Canzone léviane – Le Grand Rat – Marco Valdo M.I. – 2009

Cycle du Cahier ligné – 62

 

 

Le Grand Rat est la soixante et deuxième chanson du Cycle du Cahier ligné, constitué d'éléments tirés du Quaderno a Cancelli de Carlo Levi.

 

Quel étrange titre, où as-tu bien pu pêcher pareil titre, dit Lucien l'âne en frissonnant tout le long de son ventre comme seuls savent le faire les ânes et les équidés pour écarter les taons ? Ce Grand Rat me fait frissonner, j'en ai comme la tremblotte jusqu'au bout de ma queue.

 

Ne t'inquiète pas ainsi, mon cher Lucien. Je vais t'expliquer tout ça et c'est encore bien plus terrible que tu ne crois. D'abord, le titre d'une canzone est souvent pris dans le corps de la canzone elle-même; comme tu le sais, le titre, souvent, on le choisit après, quand on est face au texte; comme pour un tableau, on cherche un titre. Ici, le Grand Rat est venu tout seul, si j'ose dire. Il est entré tout seul dans l'histoire, il s'y est faufilé suivi de ses innombrables petits. Mais ce n'est que normal, les rats se sont toujours faufilés partout et il y a toujours eu des rats en prison, si l'on songe aux rats biologiques. Ils sont d'ailleurs parfois d'excellents compagnons de galère. Pour qui reste longtemps enfermé de force, le rat peut même devenir un ami; certains ont apprivoisé jusqu'à des oiseaux ou des araignées. Mais là, on est dans le domaine de la vie qui cherche à survivre malgré tout.

 

Bon, j'admets très bien qu'on puisse avoir des amis rats.
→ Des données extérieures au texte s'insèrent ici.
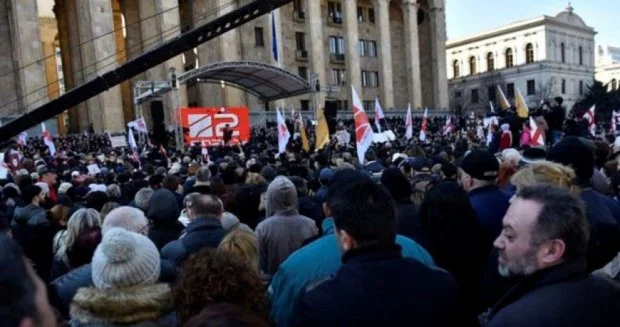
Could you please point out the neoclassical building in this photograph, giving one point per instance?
(608, 66)
(393, 50)
(543, 57)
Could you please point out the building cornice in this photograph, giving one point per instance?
(515, 27)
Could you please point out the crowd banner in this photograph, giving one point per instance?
(206, 124)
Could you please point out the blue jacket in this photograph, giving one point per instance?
(316, 261)
(200, 233)
(490, 205)
(376, 286)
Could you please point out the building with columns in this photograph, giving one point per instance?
(608, 66)
(543, 57)
(393, 50)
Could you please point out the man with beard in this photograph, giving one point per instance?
(543, 242)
J'en connais d'ailleurs moi-même un certain nombre avec lesquels je m'entends très bien, dit Lucien l'âne. C'est parce qu'on est un âne qu'on ne peut pas comprendre et estimer les autres espèces animales. Ainsi, je fréquente bien la pire espèce qui soit, la plus dévastatrice... Mais non pas les rats... Mais bien ta race à toi, celle des hommes qui détruit joyeusement les autres espèces, qui se détruit elle-même et qui détruit la planète entière et qui sait demain, l'espace tout entier. Donc, dis-moi Marco Valdo M.I. mon ami bien qu'humain, quel est ce grand Rat s'il n'est pas biologique...

 

Je vais te le dire, mon ami l'âne que je n'ai absolument pas l'intention de blesser, de tuer, ni même de forcer au travail... Nous, nous ne sommes pas aux galères. Mais avant de te le dire, je voudrais insister une fois encore sur l'indignité qu'il y a dans cet univers carcéral : on y meurt plus qu'à son tour, on s'y suicide à tour de bras ou plus exactement, on est suicidé à tour de bras ( et les tueurs ne sont jamais poursuivis – souviens – toi, j'avais fait la chanson à propos de l'assassinat en prison de Gaetano Bresci [http://www.antiwarsongs.org/canzone.php?id=8334&lang=it] ou même, on y meurt à petits feux – c'est le cas par exemple de Marco Camenisch, dont je t'ai déjà tant parlé. Je me demande d'ailleurs si cette lente torture n'est pas pire encore... Cette lente torture est précisément celle qu'inflige le Grand Rat et les innombrables petits... Le Grand Rat, c'est le temps, ce rongeur de l'absolu, c'est à lui qu'il faut résister ou c'est lui qu'il faut subvertir et apprivoiser par le rêve intérieur, par ce repli au cœur de soi-même. Voilà ce dont elle parle cette canzone, de tous ces jours anonymes qui saison après saison dissolvent les couleurs.

 

Je comprends, dit Lucien l'âne en clignant des yeux. Je me souviens très bien de cette chanson et de ton récit Achtung Banditen ! À propos de Marco Camenisch. Et puis, je trouve très juste ta conclusion de l'autre fois où tu parlais de la déraison d'État » : « Quand on vous disait qu'on était en guerre, dans cette guerre que les riches et les puissants font aux pauvres depuis cent mille ans.
Cette chanson est faite à la mémoire de tous ceux qui furent suicidés ou qu'on retrouva pendus dans les prisons (et ailleurs aussi) sous les régimes les plus divers, dans les prisons des princes ou des États - certains même sont dits démocratiques. Appelons çà la déraison d'État. »

 

Crois-moi, Lucien mon ami, face à la déraison d'État, une seule devise : Ora e sempre : Resistenza !

 

Ainsi parlaient Marco Valdo M.I. et Lucien Lane

 

On a sonné trop fort

Ainsi commence le jour

Encore la neige, encore

La vraie neige qui blanchit le jour

Des anges blancs descendent noirs

Sur la terre noire

Enfer de fleurs

Et se dissolvent dans les couleurs.

La neige se remplit d'épouvante,

Mon temps inépuisable.

Traverse la lumière et serpente.

Concentré, interminable.

Ne cherchez pas les raisons des rats,

Ne vous laissez pas piéger !

Ne vous laissez pas ronger !

Car autrement le Grand Rat,

Ou ses innombrables petits, vous détruira.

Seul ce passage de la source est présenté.